Так однажды из уст вышла женщина, с которой, будучи еще маленькой, Маньке довелось лежать в одной палате. За василькового цвета глаза женщина ласково называла ее синичкой. После Манька часто смотрелась в зеркало, радуясь, что хоть кому-то смогла понравится, и жалела, что женщина умерла. Вряд ли она хоть как-то обидела бы ее.

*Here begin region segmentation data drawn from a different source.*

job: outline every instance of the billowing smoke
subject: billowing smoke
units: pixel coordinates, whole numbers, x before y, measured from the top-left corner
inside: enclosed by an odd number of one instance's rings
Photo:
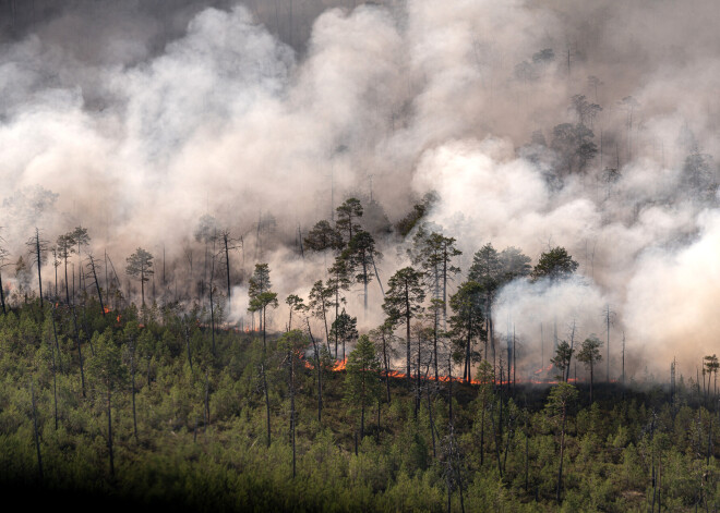
[[[457,239],[464,273],[488,242],[533,262],[564,246],[580,265],[499,294],[497,332],[515,332],[528,369],[568,327],[605,340],[608,308],[613,378],[623,337],[636,376],[675,356],[694,374],[719,349],[713,2],[116,3],[0,4],[13,261],[35,227],[52,242],[82,224],[123,281],[143,246],[184,290],[211,215],[242,236],[245,277],[267,261],[281,298],[307,297],[332,256],[303,259],[299,234],[348,195],[395,222],[435,191],[425,221]],[[406,264],[400,242],[379,236],[383,280]],[[356,290],[347,305],[364,329],[382,319],[370,292],[367,314]]]

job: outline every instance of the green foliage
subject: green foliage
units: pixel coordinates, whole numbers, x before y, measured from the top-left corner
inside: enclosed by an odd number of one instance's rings
[[[672,402],[662,390],[627,389],[621,400],[609,384],[591,406],[579,407],[578,389],[567,383],[518,387],[512,395],[492,383],[492,366],[483,362],[476,378],[484,384],[453,383],[451,427],[447,383],[423,381],[417,418],[413,390],[404,380],[391,378],[386,402],[377,356],[383,333],[375,332],[377,347],[360,337],[344,371],[332,370],[333,359],[321,346],[319,423],[315,358],[303,332],[271,333],[263,354],[253,333],[218,331],[213,357],[200,317],[190,321],[166,313],[142,326],[128,310],[118,323],[88,305],[87,313],[77,310],[94,332],[82,340],[88,391],[83,398],[72,312],[55,310],[56,345],[52,310],[38,303],[0,315],[0,481],[17,493],[24,486],[35,493],[95,494],[104,505],[121,498],[131,508],[192,511],[446,511],[449,489],[451,511],[457,512],[460,493],[466,511],[621,512],[650,509],[655,467],[661,511],[691,512],[696,504],[712,511],[720,500],[720,423],[695,384],[679,384]],[[271,404],[269,448],[261,362]],[[708,363],[712,367],[713,359]],[[36,478],[31,378],[43,484]],[[108,388],[115,477],[108,468]],[[356,426],[365,435],[357,455]]]
[[[567,254],[564,247],[553,247],[540,255],[540,260],[532,269],[532,278],[548,278],[551,281],[569,278],[577,270],[577,261]]]

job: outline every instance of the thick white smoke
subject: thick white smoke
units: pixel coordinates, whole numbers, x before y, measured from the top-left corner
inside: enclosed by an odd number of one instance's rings
[[[608,305],[614,377],[623,332],[635,368],[677,355],[691,372],[718,351],[717,203],[689,194],[683,171],[688,154],[719,149],[713,2],[189,3],[156,17],[72,5],[2,42],[0,225],[13,260],[34,227],[53,241],[83,224],[118,272],[143,246],[192,281],[193,231],[209,213],[243,236],[245,270],[268,261],[281,298],[307,296],[328,262],[298,257],[298,229],[348,194],[372,193],[396,221],[432,190],[428,220],[457,239],[464,272],[487,242],[533,262],[561,245],[580,264],[571,283],[502,292],[496,326],[515,326],[527,353],[540,323],[566,338],[576,319],[579,340],[604,339]],[[576,94],[602,107],[599,152],[560,186],[549,146],[553,126],[578,121]],[[547,145],[529,144],[536,131]],[[261,243],[268,215],[275,234]],[[405,262],[397,240],[381,242],[386,280]],[[357,289],[347,306],[364,328],[382,318],[374,283],[371,294],[367,315]]]

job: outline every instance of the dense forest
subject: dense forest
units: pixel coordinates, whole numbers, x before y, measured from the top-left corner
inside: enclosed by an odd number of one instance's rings
[[[710,0],[0,0],[0,488],[717,512]]]
[[[413,265],[387,280],[384,321],[360,333],[345,296],[353,281],[367,291],[377,252],[358,199],[336,213],[302,242],[334,255],[327,280],[307,304],[278,298],[256,264],[244,327],[224,317],[223,244],[191,307],[145,302],[156,269],[137,248],[124,269],[137,308],[103,286],[92,254],[77,288],[63,278],[87,230],[45,251],[37,231],[29,254],[55,255],[61,278],[44,295],[39,273],[37,291],[2,295],[3,487],[83,508],[717,511],[717,356],[704,358],[701,382],[675,379],[673,363],[670,380],[626,383],[624,357],[620,380],[596,380],[603,341],[581,341],[573,325],[548,344],[547,367],[517,379],[515,338],[493,332],[495,291],[518,277],[568,280],[578,264],[563,247],[531,266],[485,244],[451,293],[460,252],[425,230],[422,204],[396,227],[420,222]],[[267,325],[279,300],[281,331]]]

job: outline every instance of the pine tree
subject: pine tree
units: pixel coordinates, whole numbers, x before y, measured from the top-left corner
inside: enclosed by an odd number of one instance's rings
[[[368,335],[361,335],[348,356],[345,378],[346,400],[355,406],[360,406],[360,440],[364,436],[365,410],[377,402],[382,394],[380,369],[375,345]]]

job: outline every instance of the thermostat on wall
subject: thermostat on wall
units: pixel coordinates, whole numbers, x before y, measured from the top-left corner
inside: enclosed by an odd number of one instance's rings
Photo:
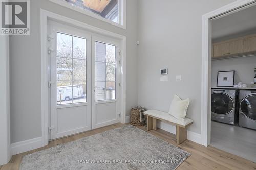
[[[168,74],[168,69],[163,69],[161,70],[161,75],[166,75]]]

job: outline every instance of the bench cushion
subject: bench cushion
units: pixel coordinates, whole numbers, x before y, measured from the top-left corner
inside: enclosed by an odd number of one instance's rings
[[[193,122],[193,120],[192,120],[191,119],[186,117],[185,117],[184,120],[180,120],[177,119],[167,113],[155,110],[150,110],[146,111],[145,112],[144,112],[144,114],[150,116],[152,116],[156,118],[159,118],[163,120],[173,122],[176,124],[179,124],[182,126],[186,126]]]

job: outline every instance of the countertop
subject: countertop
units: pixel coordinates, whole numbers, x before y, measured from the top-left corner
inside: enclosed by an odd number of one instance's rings
[[[256,90],[256,87],[212,87],[211,88],[236,90]]]

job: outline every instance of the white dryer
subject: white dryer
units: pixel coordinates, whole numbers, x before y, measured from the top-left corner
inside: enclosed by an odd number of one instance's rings
[[[256,129],[256,90],[240,90],[239,126]]]

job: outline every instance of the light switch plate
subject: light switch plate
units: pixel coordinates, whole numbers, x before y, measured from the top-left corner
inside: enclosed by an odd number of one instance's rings
[[[160,76],[160,81],[168,81],[168,76]]]
[[[176,76],[176,81],[181,81],[181,75]]]

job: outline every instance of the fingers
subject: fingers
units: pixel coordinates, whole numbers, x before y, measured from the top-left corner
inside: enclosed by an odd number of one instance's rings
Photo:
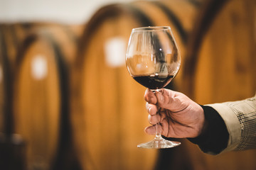
[[[157,103],[157,98],[155,94],[149,89],[147,89],[145,91],[144,99],[149,103],[156,104]]]
[[[181,96],[176,91],[164,89],[161,91],[156,91],[155,95],[157,99],[157,106],[160,108],[176,112],[181,110],[184,107],[181,101]]]
[[[148,120],[150,124],[156,125],[156,123],[161,123],[166,118],[166,114],[160,113],[159,114],[154,115],[149,115]]]
[[[149,103],[146,103],[146,108],[151,115],[156,115],[157,113],[157,107],[156,105],[149,104]]]

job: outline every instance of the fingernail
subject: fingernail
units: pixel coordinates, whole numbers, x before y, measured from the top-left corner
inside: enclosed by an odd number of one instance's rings
[[[161,94],[160,94],[160,98],[159,99],[160,99],[161,101],[164,101],[164,97]]]

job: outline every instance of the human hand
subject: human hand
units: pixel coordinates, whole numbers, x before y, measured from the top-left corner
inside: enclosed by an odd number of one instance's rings
[[[153,125],[145,129],[149,135],[155,134],[155,124],[159,121],[161,134],[167,137],[196,137],[201,134],[203,110],[183,94],[166,89],[153,93],[148,89],[144,99],[149,122]]]

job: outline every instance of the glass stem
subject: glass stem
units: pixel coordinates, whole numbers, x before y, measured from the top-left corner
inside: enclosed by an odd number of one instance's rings
[[[161,138],[161,127],[160,127],[160,123],[156,123],[156,140],[160,140]]]

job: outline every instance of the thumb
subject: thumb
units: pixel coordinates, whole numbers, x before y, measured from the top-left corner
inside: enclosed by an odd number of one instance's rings
[[[176,112],[183,108],[183,103],[178,92],[163,89],[160,91],[156,91],[157,105],[162,108]],[[185,106],[184,106],[185,108]]]

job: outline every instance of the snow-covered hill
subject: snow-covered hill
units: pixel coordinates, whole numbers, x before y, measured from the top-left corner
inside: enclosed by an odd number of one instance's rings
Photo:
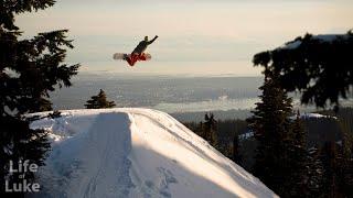
[[[276,197],[160,111],[69,110],[31,127],[50,130],[53,142],[40,197]]]

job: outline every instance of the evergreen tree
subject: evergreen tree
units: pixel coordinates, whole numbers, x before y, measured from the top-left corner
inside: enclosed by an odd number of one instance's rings
[[[309,153],[307,151],[307,133],[300,120],[298,110],[296,120],[291,127],[291,138],[289,146],[289,161],[290,161],[290,180],[284,184],[288,189],[290,197],[308,197],[309,183]]]
[[[342,197],[338,175],[339,152],[334,142],[325,142],[320,152],[323,165],[322,194],[324,197]]]
[[[284,184],[289,183],[289,140],[292,112],[291,99],[280,88],[276,76],[265,72],[261,101],[247,121],[258,142],[254,174],[280,196],[288,195]]]
[[[9,173],[9,162],[14,167],[19,161],[43,165],[50,144],[43,130],[31,130],[24,113],[51,110],[49,91],[55,86],[71,86],[71,77],[78,65],[62,64],[66,50],[67,30],[40,33],[33,38],[20,40],[20,29],[14,15],[32,10],[43,10],[54,0],[2,1],[0,3],[0,186],[1,197],[7,197],[4,184],[33,179],[33,173],[20,178]],[[12,195],[17,196],[17,195]],[[21,196],[21,195],[18,195]]]
[[[332,41],[306,34],[291,43],[299,45],[256,54],[255,66],[278,73],[284,89],[302,92],[302,103],[325,107],[329,101],[338,107],[339,99],[352,92],[353,31]]]
[[[103,109],[103,108],[114,108],[116,107],[114,101],[108,101],[106,92],[104,90],[99,90],[97,96],[90,97],[90,100],[87,100],[85,105],[87,109]]]
[[[317,147],[308,151],[308,193],[304,197],[323,197],[323,165]]]

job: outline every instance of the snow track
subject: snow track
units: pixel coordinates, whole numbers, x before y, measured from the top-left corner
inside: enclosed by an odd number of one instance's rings
[[[53,138],[53,151],[38,174],[42,190],[33,197],[276,197],[167,113],[62,114],[31,125],[50,130]]]

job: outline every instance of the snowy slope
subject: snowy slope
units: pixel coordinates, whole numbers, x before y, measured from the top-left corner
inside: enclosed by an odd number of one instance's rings
[[[167,113],[62,114],[31,124],[50,130],[53,146],[38,173],[39,197],[277,197]]]

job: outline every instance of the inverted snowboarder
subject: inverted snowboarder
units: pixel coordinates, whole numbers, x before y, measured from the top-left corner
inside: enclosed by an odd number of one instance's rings
[[[131,54],[121,54],[116,53],[114,54],[114,59],[124,59],[128,62],[128,64],[132,67],[136,62],[138,61],[149,61],[151,59],[151,55],[145,53],[148,45],[152,44],[157,40],[158,35],[153,37],[153,40],[148,41],[148,36],[145,36],[145,40],[141,41],[136,48],[132,51]]]

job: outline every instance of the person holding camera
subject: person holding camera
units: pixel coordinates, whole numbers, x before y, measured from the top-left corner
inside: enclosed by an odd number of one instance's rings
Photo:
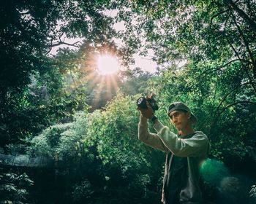
[[[171,103],[167,114],[178,130],[176,135],[155,116],[158,106],[152,95],[139,99],[138,106],[140,111],[139,140],[166,152],[162,202],[164,204],[203,203],[200,166],[208,155],[210,144],[203,132],[193,129],[197,118],[185,103]],[[149,133],[148,122],[157,133]]]

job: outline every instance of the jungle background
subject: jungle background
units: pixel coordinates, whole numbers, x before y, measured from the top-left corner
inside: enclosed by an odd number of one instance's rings
[[[1,159],[1,203],[160,203],[165,154],[138,140],[136,101],[151,92],[163,124],[176,131],[166,109],[181,101],[208,136],[205,200],[255,203],[255,1],[10,0],[0,11],[1,158],[48,162]],[[156,73],[130,68],[138,52],[154,53]],[[97,71],[102,54],[125,68],[111,79]]]

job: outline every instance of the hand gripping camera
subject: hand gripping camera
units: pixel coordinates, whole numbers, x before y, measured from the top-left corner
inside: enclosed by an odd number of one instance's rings
[[[148,106],[146,103],[146,101],[148,101],[150,106],[152,107],[152,109],[154,111],[157,111],[158,110],[158,106],[157,103],[157,101],[154,100],[153,97],[148,98],[148,97],[140,97],[139,99],[137,101],[137,106],[141,109],[148,109]]]

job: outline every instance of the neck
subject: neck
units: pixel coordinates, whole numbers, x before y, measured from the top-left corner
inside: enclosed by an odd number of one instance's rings
[[[178,131],[178,133],[179,135],[181,136],[181,137],[192,134],[194,133],[195,133],[195,130],[191,126],[187,127],[184,130],[181,130]]]

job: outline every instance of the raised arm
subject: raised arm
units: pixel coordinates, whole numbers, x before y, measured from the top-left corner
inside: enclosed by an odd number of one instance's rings
[[[142,142],[153,148],[163,152],[168,151],[157,134],[149,133],[148,119],[143,116],[140,116],[138,125],[138,138]]]
[[[189,138],[179,138],[170,129],[159,123],[154,128],[163,144],[178,157],[206,157],[210,148],[207,136],[202,132],[195,132],[195,134]]]

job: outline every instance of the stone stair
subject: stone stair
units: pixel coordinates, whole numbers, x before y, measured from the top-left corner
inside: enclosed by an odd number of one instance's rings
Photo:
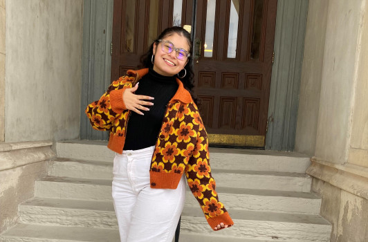
[[[111,198],[113,152],[105,142],[57,144],[48,176],[19,206],[19,223],[0,241],[118,241]],[[210,149],[219,198],[235,225],[213,232],[187,192],[181,242],[329,241],[320,199],[304,174],[309,158],[295,153]],[[154,241],[153,241],[154,242]]]

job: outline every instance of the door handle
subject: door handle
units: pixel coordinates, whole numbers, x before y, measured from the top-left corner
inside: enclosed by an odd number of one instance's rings
[[[199,38],[194,39],[194,60],[196,63],[199,63],[199,59],[201,58],[201,53],[202,48],[202,41]]]

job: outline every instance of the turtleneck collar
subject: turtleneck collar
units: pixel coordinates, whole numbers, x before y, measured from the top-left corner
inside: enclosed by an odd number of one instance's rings
[[[154,69],[151,68],[148,70],[147,77],[152,80],[154,82],[167,84],[176,84],[176,77],[174,76],[167,77],[165,75],[162,75],[154,71]]]

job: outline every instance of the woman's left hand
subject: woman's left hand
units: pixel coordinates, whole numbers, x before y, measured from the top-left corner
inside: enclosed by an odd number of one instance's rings
[[[229,225],[228,225],[227,224],[224,225],[223,223],[221,223],[220,224],[218,224],[217,226],[216,226],[215,227],[214,227],[214,230],[217,230],[219,229],[221,229],[222,227],[228,227]]]

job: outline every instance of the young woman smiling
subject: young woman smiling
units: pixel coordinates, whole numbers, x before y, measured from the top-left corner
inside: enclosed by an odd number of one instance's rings
[[[185,30],[165,30],[142,56],[145,68],[128,71],[86,109],[94,129],[110,131],[121,241],[172,241],[185,176],[211,227],[233,225],[211,176],[207,133],[192,94],[192,53]]]

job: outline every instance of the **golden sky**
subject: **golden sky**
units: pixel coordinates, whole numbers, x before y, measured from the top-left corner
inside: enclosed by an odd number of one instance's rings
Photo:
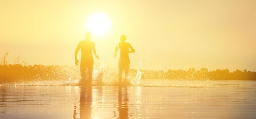
[[[131,68],[256,71],[255,0],[1,0],[0,10],[0,53],[10,63],[21,55],[28,64],[74,65],[86,20],[98,12],[111,28],[92,40],[108,67],[117,67],[124,34],[136,51]]]

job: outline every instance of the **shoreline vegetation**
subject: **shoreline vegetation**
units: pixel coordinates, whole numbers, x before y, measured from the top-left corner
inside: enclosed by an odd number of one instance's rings
[[[20,56],[15,60],[14,64],[8,64],[6,60],[8,54],[8,52],[4,54],[0,62],[0,83],[67,80],[70,78],[72,79],[80,78],[78,68],[72,66],[27,65],[24,61],[20,61]],[[190,69],[188,70],[169,69],[166,71],[163,70],[131,69],[129,75],[135,76],[138,71],[142,73],[142,80],[256,80],[256,72],[247,71],[245,69],[242,71],[237,69],[233,72],[230,72],[228,69],[217,69],[209,71],[206,68],[198,70],[196,70],[195,68]],[[115,75],[115,73],[111,73],[113,75],[113,76],[108,76],[108,77],[116,79],[115,75]]]

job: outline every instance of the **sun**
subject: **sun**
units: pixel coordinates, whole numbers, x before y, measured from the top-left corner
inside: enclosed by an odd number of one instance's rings
[[[85,26],[93,35],[102,36],[111,28],[111,22],[106,14],[96,13],[89,16]]]

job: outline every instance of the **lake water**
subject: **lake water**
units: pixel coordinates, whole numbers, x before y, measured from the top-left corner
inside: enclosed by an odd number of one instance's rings
[[[255,81],[146,80],[136,86],[85,87],[46,82],[1,84],[0,118],[256,118]]]

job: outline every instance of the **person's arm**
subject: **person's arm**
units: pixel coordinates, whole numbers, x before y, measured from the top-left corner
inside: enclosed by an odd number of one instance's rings
[[[79,42],[78,45],[77,47],[77,49],[76,49],[76,51],[75,51],[75,61],[76,65],[78,65],[78,63],[79,61],[77,60],[77,53],[78,52],[79,50],[80,50],[80,43]]]
[[[96,54],[96,50],[95,49],[95,44],[94,43],[93,43],[93,53],[94,54],[95,57],[98,60],[99,57]]]
[[[134,49],[133,49],[133,48],[131,46],[131,44],[129,44],[129,48],[130,48],[131,50],[129,50],[129,53],[133,53],[133,52],[135,52],[135,50],[134,50]]]
[[[117,52],[117,50],[118,50],[118,44],[116,45],[116,47],[115,50],[115,54],[114,55],[114,56],[115,57],[116,57],[116,52]]]

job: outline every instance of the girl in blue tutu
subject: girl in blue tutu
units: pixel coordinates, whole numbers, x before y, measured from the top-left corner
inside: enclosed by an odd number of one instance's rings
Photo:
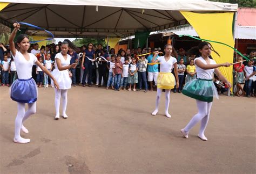
[[[172,53],[172,46],[171,44],[166,45],[164,46],[165,54],[163,56],[159,56],[156,59],[158,52],[156,52],[152,59],[152,63],[160,62],[160,73],[157,76],[157,94],[156,101],[156,109],[152,113],[152,115],[156,115],[158,112],[159,107],[160,97],[163,89],[165,90],[165,115],[168,118],[171,116],[168,112],[170,104],[170,93],[171,90],[176,88],[179,88],[179,78],[178,78],[178,68],[177,60],[171,56]],[[176,83],[175,78],[172,74],[172,70],[174,68],[175,76],[176,77]]]
[[[217,64],[211,59],[212,50],[218,55],[211,45],[207,42],[201,42],[198,47],[193,47],[189,51],[190,53],[200,56],[195,59],[194,64],[197,69],[197,78],[186,83],[182,93],[190,97],[196,99],[198,112],[190,120],[186,127],[180,130],[185,138],[188,137],[188,133],[198,122],[201,121],[198,137],[202,140],[207,141],[204,132],[209,120],[211,107],[213,96],[218,98],[218,92],[212,81],[213,73],[219,78],[230,88],[231,84],[220,73],[218,68],[228,67],[229,63]]]
[[[10,36],[9,44],[11,53],[14,56],[14,62],[16,66],[17,73],[19,79],[16,80],[10,88],[11,98],[17,102],[18,113],[15,119],[15,134],[14,141],[19,143],[26,143],[30,139],[24,139],[21,136],[21,129],[24,133],[29,131],[23,126],[23,122],[31,115],[36,113],[36,102],[37,99],[37,87],[34,79],[32,78],[32,67],[35,63],[43,71],[53,79],[54,84],[58,88],[58,84],[51,73],[31,53],[28,53],[29,40],[25,34],[19,35],[17,38],[18,51],[15,46],[14,39],[17,30],[19,28],[19,24],[14,24],[14,29]],[[28,103],[28,110],[25,111],[25,104]]]

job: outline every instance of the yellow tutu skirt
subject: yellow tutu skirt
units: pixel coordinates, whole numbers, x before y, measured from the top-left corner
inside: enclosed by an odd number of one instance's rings
[[[157,76],[157,88],[163,89],[172,89],[176,85],[175,77],[171,73],[160,72]]]

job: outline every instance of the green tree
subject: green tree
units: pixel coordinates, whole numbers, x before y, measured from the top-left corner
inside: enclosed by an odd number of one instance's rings
[[[239,7],[256,8],[256,1],[255,0],[211,0],[210,1],[238,4]]]
[[[76,46],[80,47],[82,45],[87,45],[89,43],[92,43],[93,45],[97,45],[98,44],[102,45],[103,47],[106,46],[105,39],[90,39],[90,38],[83,38],[83,39],[76,39],[72,41],[73,44]]]

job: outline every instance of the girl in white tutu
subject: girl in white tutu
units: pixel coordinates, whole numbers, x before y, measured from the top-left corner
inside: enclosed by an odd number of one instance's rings
[[[62,51],[55,56],[56,68],[52,74],[59,84],[59,88],[55,88],[55,109],[56,115],[55,119],[59,119],[59,105],[60,98],[62,100],[62,117],[66,119],[66,105],[68,104],[68,90],[71,88],[72,81],[70,77],[72,73],[69,70],[76,68],[77,63],[70,64],[70,55],[67,54],[69,47],[76,50],[75,45],[69,40],[65,39],[62,44]]]
[[[156,52],[152,59],[152,63],[160,62],[160,73],[157,76],[157,95],[156,101],[156,109],[152,113],[152,115],[156,115],[158,112],[159,107],[160,97],[162,92],[162,90],[165,90],[165,115],[168,118],[171,118],[171,115],[168,112],[170,104],[170,93],[171,90],[174,88],[177,84],[176,88],[179,88],[179,78],[178,78],[177,64],[176,58],[172,57],[171,54],[172,52],[172,46],[171,44],[166,45],[164,46],[165,55],[157,58],[158,52]],[[155,60],[155,61],[153,61]],[[174,68],[174,74],[176,77],[176,83],[175,78],[172,74],[172,68]]]
[[[227,84],[230,88],[231,86],[231,84],[218,69],[220,67],[228,67],[231,64],[216,64],[213,60],[210,58],[212,50],[219,55],[209,42],[204,41],[199,44],[198,47],[192,48],[189,51],[190,53],[201,56],[194,60],[197,78],[186,83],[182,90],[184,95],[196,99],[198,109],[198,113],[192,118],[184,128],[180,130],[183,136],[187,139],[190,129],[201,121],[198,137],[202,140],[207,140],[204,132],[209,120],[213,98],[215,96],[218,98],[218,92],[212,81],[213,73],[220,80]]]
[[[37,58],[33,54],[28,53],[30,44],[29,38],[26,35],[21,34],[18,36],[16,43],[19,48],[19,51],[15,48],[14,39],[17,30],[19,28],[19,24],[14,23],[14,29],[10,36],[9,44],[19,77],[18,79],[12,83],[10,88],[11,98],[18,103],[18,113],[15,119],[15,134],[14,141],[19,143],[26,143],[30,142],[30,139],[22,137],[20,133],[21,129],[25,133],[29,133],[23,123],[31,115],[35,114],[36,110],[37,87],[31,75],[33,63],[35,63],[45,73],[52,78],[57,88],[58,88],[58,85],[55,78],[37,60]],[[28,103],[28,110],[26,111],[25,111],[26,103]]]

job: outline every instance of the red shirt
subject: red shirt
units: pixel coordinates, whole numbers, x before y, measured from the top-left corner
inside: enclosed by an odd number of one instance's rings
[[[116,62],[114,63],[114,66],[116,67],[114,68],[113,68],[113,72],[115,74],[122,74],[122,69],[120,68],[119,67],[118,67],[117,64],[119,64],[121,67],[123,67],[123,64],[122,63],[121,61],[119,62]]]
[[[245,69],[245,65],[244,64],[242,64],[242,67],[238,71],[236,70],[236,68],[239,68],[240,65],[240,63],[237,63],[234,65],[234,68],[235,71],[238,72],[238,73],[241,73],[244,71],[244,69]]]

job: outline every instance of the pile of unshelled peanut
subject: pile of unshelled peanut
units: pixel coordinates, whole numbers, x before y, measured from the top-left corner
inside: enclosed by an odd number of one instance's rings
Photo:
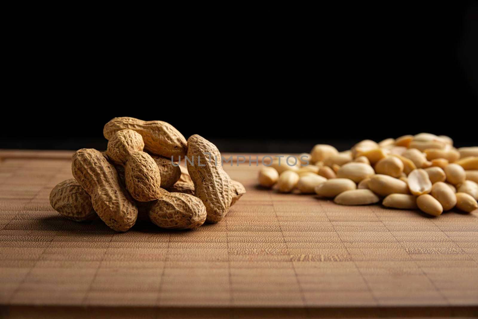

И сразу стало ясно: многие люди, которых она доставала, к Благодетельнице и к вампиру отношения не имели — но тот, кто использовал их (возможно, древний вампир), имел власть над всею ее памятью.
К своему удивлению, Манька вдруг обнаружила явное различие в речах язычников, которые обращались из нее, и из человека перед нею, невольно прислушиваясь к его бормотанию. На ее сторону вампиры в выражениях не стеснялись, наоборот, обращаясь друг к другу иной раз грубо, с окриками, взаимными обвинениями и предостережениями. Им хотелось жить, и жить красиво — и речи укладывались в давление и предостережения, в переживания о себе, о человеке, который вдруг проявлял странное желание слинять или обратиться не в ту сторону, куда направлял взгляд вампир. Не так часто они интересовались высокими материями, еще реже говорили что-то доброе — практически никогда.
Это что же, она выдавливала людей не из своей земли, а из земли вампира?!
Не удивительно, земля вампира хранила не только боль вампира, но и ее дрему. Та женщина глубоко запала в душу. А, может быть, часть сказанного прошла мимо сознания, все же привезли ее не смертельно, но больную.
Человек был, как огонь — лава обрисовала контуры его тела, напоминая головню, которая освещала лишь себя самою, напоминая статую, раскаленную докрасна. Порой муки головни казалась ужасными: лицо искажалось болью, в глазах застывала тоска — и тогда губы его шевелились и что-то бормотали под нос, взывая и призывая, то нежно и ласково, то страстно, то яростно, будто человек был не один. Порой он был мертв, сам он молчал, но кто-то другой продолжал жить вместо него, голоса продолжали говорить. На этот раз голоса менялись до неузнаваемости. Голова его то склонялась, оставляя почти без чувств, то вдруг приподнималась, исторгая с уст страстные призывы, и он протягивал кому-то руки, или молился, или тихо улыбался, словно получив дары, иногда радовался, словно ребенок, и манил, и выманивал, подавая надежды. Совсем как покойники, закрытые в потайной комнате избы. Но у тех лица оставались как у одного человека, а у этого и лицо было неодинаковым, будто в теле жил не один человек, а сразу несколько — и мужчины, и женщины, и внезапно все они, или по одному становились человеком.